NEW YORK ( TheStreet) -- Simmons First National Corporation (Nasdaq: SFNC) has been downgraded by TheStreet Ratings from buy to hold. Among the primary strengths of the company is its expanding profit margins over time. At the same time, however, we also find weaknesses including a generally disappointing performance in the stock itself, deteriorating net income and disappointing return on equity. Highlights from the ratings report include:
- The gross profit margin for SIMMONS FIRST NATL CP is currently very high, coming in at 83.20%. It has increased from the same quarter the previous year. Along with this, the net profit margin of 14.10% is above that of the industry average.
- SFNC, with its decline in revenue, underperformed when compared the industry average of 3.3%. Since the same quarter one year prior, revenues slightly dropped by 8.2%. Weakness in the company's revenue seems to have hurt the bottom line, decreasing earnings per share.
- SIMMONS FIRST NATL CP has exprienced a steep decline in earnings per share in the most recent quarter in comparison to its performance from the same quarter a year ago. The company has reported a trend of declining earnings per share over the past two years. However, the consensus estimate suggests that this trend should reverse in the coming year. During the past fiscal year, SIMMONS FIRST NATL CP reported lower earnings of $1.47 versus $2.15 in the prior year. This year, the market expects an improvement in earnings ($1.64 versus $1.47).

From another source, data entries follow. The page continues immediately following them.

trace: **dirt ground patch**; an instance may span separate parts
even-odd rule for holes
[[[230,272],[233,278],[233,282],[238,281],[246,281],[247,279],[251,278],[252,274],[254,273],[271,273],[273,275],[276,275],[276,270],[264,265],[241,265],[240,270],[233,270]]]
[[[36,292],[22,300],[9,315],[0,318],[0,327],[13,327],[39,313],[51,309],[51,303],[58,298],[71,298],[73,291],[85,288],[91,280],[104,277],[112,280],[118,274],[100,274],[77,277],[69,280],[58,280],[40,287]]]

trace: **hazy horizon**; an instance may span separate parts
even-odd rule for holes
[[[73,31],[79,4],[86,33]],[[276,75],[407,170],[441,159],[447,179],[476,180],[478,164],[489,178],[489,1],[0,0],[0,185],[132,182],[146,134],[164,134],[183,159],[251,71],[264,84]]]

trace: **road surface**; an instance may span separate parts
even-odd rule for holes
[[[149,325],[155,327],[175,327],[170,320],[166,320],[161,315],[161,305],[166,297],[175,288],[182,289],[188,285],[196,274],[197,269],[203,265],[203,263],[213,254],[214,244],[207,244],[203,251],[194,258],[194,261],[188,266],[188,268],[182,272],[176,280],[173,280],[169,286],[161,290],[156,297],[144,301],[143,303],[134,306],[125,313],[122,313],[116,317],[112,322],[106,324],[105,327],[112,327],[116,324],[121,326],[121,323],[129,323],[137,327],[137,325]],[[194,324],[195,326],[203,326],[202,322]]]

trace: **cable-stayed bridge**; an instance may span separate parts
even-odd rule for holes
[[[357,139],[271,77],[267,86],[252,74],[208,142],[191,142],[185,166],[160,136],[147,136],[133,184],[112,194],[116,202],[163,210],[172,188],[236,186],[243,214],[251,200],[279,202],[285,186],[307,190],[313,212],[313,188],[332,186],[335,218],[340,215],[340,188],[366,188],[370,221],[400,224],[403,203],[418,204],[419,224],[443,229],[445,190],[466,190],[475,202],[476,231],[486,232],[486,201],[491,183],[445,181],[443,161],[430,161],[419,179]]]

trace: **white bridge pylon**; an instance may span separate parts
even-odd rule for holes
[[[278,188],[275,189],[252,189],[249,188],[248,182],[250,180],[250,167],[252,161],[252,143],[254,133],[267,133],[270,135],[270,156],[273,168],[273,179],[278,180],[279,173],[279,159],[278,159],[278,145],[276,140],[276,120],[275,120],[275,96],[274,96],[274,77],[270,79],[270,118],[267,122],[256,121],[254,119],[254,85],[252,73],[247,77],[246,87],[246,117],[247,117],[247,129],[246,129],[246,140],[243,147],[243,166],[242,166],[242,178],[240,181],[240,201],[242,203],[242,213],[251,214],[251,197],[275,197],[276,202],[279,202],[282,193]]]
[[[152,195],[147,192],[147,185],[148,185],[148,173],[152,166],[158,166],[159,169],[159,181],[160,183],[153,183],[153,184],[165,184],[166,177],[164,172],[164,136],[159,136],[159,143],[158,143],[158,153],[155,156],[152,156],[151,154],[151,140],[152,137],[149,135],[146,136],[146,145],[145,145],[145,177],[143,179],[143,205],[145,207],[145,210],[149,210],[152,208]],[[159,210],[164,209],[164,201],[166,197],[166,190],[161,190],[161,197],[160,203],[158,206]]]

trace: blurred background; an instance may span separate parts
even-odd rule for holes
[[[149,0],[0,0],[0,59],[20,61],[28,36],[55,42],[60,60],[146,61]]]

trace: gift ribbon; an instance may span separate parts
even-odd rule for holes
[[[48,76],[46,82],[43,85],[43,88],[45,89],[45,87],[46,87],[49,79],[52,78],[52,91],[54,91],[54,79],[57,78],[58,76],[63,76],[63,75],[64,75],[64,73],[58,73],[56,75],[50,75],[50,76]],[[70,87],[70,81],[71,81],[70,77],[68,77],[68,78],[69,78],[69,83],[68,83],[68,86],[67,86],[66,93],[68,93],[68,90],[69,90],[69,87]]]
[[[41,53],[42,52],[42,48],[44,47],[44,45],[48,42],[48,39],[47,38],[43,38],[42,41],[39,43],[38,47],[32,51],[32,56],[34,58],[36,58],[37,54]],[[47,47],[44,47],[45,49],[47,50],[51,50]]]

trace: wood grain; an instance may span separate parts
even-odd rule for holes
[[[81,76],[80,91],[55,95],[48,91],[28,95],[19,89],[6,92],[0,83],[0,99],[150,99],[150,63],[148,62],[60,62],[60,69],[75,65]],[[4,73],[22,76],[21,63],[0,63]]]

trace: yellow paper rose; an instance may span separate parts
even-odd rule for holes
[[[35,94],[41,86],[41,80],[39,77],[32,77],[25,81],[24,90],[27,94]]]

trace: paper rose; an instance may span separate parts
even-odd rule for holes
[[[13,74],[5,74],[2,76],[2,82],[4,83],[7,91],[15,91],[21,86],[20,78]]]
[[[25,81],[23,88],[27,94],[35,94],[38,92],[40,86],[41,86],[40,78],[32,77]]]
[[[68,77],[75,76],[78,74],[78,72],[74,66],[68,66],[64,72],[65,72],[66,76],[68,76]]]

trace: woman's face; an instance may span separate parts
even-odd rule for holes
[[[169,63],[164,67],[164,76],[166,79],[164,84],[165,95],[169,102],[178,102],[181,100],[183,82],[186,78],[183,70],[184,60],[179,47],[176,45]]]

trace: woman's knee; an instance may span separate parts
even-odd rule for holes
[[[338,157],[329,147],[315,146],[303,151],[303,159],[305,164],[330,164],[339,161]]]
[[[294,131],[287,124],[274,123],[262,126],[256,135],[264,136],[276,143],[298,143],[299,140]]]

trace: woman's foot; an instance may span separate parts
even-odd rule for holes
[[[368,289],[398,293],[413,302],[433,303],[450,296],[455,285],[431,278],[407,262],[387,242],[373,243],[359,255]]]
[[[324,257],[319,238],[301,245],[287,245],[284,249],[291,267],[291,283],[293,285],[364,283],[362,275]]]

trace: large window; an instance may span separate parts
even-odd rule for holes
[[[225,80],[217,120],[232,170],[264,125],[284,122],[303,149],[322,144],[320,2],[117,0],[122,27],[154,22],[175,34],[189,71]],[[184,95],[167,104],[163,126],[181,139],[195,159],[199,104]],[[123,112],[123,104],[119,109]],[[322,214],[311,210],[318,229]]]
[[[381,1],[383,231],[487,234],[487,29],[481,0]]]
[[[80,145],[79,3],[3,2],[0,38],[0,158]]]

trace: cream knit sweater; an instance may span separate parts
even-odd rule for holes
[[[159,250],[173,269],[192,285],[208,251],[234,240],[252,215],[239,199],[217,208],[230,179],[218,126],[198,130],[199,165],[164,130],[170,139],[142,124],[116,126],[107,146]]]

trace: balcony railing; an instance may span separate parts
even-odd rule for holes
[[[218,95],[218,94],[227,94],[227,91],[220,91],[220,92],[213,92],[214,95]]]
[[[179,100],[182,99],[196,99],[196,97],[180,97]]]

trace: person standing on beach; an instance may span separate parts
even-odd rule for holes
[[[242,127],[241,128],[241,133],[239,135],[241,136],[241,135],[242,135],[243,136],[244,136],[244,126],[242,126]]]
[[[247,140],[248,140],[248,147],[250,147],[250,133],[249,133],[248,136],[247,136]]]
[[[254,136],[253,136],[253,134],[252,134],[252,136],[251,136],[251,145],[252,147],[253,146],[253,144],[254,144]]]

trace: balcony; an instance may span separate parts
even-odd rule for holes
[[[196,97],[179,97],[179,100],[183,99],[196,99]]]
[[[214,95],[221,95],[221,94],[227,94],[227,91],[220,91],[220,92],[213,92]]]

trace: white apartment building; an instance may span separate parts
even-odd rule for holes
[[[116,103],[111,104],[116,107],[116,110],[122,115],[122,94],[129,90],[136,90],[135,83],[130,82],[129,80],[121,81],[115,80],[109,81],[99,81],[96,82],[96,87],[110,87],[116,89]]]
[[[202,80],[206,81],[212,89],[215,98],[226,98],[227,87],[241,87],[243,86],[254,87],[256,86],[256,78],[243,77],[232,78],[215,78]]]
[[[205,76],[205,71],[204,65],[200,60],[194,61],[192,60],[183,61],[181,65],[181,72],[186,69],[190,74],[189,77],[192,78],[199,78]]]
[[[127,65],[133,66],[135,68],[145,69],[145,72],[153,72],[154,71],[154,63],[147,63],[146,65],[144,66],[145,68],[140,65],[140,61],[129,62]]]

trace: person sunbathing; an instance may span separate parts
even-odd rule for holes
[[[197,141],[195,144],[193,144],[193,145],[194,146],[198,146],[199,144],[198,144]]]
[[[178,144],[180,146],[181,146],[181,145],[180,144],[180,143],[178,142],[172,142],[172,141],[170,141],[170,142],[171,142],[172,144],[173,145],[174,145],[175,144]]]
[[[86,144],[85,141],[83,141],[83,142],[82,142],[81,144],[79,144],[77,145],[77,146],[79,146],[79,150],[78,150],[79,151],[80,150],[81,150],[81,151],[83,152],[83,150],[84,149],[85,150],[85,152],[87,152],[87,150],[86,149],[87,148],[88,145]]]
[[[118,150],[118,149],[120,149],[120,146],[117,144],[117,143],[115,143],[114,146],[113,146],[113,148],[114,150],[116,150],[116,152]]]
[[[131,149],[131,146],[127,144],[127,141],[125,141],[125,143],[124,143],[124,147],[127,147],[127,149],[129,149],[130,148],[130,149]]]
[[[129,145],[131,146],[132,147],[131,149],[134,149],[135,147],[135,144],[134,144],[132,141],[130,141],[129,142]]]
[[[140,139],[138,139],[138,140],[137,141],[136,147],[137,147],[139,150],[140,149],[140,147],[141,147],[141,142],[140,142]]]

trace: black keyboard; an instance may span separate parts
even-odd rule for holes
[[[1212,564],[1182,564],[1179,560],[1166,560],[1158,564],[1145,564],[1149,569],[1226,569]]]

- Net operating cash flow has significantly decreased to $5.42 million or 73.03% when compared to the same quarter last year. In addition, when comparing to the industry average, the firm's growth rate is much lower.
- The share price of SIMMONS FIRST NATL CP has not done very well: it is down 5.75% and has underperformed the S&P 500, in part reflecting the company's sharply declining earnings per share when compared to the year-earlier quarter. Looking ahead, other than the push or pull of the broad market, we do not see anything in the company's numbers that may help reverse the decline experienced over the past 12 months. Despite the past decline, the stock is still selling for more than most others in its industry.